The Republican leaders of the Connecticut House and Senate politely distanced themselves Thursday from the push by President Trump and U.S. House Speaker Paul Ryan for the immediate passage of an alternative to the Affordable Care Act.
In a letter to the president and speaker, Sen. Len Fasano of North Haven and Rep. Themis Klarides of Derby said they shared the national Republican leaders’ concerns about Obamacare, but urged Trump and Ryan to avoid passage of a bill still being digested by state officials and members of Congress.
“Our nation must learn from what happened with Obamacare, and recognize that rushing to any repeal may not be in the best interest of our citizens,” they wrote. “Therefore, we ask that you work with Congress to give legislators across our nation the time to fully understand and vet the proposed policies.”
The letter was sent to reporters an hour before the Washington Post and others reported a vote on the alternative would be postponed in the absence of a clear majority — and two hours after Democratic leaders of the General Assembly distributed a similar letter to Trump that Klarides and Fasano declined to sign.
“We ask that rather than rush repeal, you give all of us time to fully understand the bill’s impact and make adjustments,” the Democrats wrote. “If this bill moves forward as is, we expect it will create a significant problem in our state budget or force us to abandon meaningful reforms that are working.”
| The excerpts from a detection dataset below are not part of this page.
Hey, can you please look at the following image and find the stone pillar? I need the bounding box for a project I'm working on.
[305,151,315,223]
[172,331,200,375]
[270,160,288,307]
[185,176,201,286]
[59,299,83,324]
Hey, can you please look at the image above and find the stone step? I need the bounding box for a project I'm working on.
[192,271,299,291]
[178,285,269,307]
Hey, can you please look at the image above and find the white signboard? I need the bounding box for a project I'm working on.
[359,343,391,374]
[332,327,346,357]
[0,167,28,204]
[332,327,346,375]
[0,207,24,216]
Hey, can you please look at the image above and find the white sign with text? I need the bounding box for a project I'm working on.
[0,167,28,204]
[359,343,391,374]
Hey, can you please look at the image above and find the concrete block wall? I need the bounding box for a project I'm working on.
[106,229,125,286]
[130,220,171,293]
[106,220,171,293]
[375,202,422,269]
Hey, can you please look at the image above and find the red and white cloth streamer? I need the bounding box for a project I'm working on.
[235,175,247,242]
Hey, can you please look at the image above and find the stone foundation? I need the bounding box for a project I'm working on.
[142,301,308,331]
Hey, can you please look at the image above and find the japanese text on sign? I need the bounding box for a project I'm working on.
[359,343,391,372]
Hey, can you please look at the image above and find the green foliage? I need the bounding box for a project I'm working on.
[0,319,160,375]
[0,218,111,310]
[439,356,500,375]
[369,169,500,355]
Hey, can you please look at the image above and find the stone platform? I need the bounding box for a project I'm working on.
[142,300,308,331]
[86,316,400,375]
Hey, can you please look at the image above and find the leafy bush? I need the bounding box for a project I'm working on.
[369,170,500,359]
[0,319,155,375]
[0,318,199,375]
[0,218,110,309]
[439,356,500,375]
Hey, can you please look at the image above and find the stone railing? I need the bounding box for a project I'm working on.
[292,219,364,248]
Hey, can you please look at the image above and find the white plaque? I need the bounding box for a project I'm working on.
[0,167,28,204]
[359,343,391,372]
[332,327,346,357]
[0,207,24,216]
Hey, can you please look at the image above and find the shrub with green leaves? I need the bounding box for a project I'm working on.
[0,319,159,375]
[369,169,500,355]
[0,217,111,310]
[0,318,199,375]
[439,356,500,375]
Their letter was signed by Senate President Pro Tem Martin M. Looney of New Haven, Senate Majority Leader Bob Duff of Norwalk, House Speaker Joe Aresimowicz of Berlin and House Majority Leader Matt Ritter of Hartford.
About 85,000 Connecticut residents receive subsidies to purchase health coverage under the Affordable Care Act and another 217,000 get care through the law’s expansion of Medicaid. In total, nearly 770,000 state residents are covered by Medicaid.
The House Republican proposal, the American Health Care Act, eventually would make several changes to Medicaid, including giving the states options on how the federal share of the state-federal program would be calculated.
Instead of reimbursing states for a portion of whatever they spend to provide coverage to enrollees, states could receive a fixed amount of money for each person covered. Another option would be block grants.
“It affects a lot of people — and our budget,” Fasano said. “We should understand what the impact is on our health care and budget.”
Fasano said he was unmoved by the symbolism of a House vote on Thursday, the seventh anniversary of the passage of the Affordable Care Act.
“It’s good for the papers and media, but maybe that’s not necessarily how policy should be passed,” Fasano said.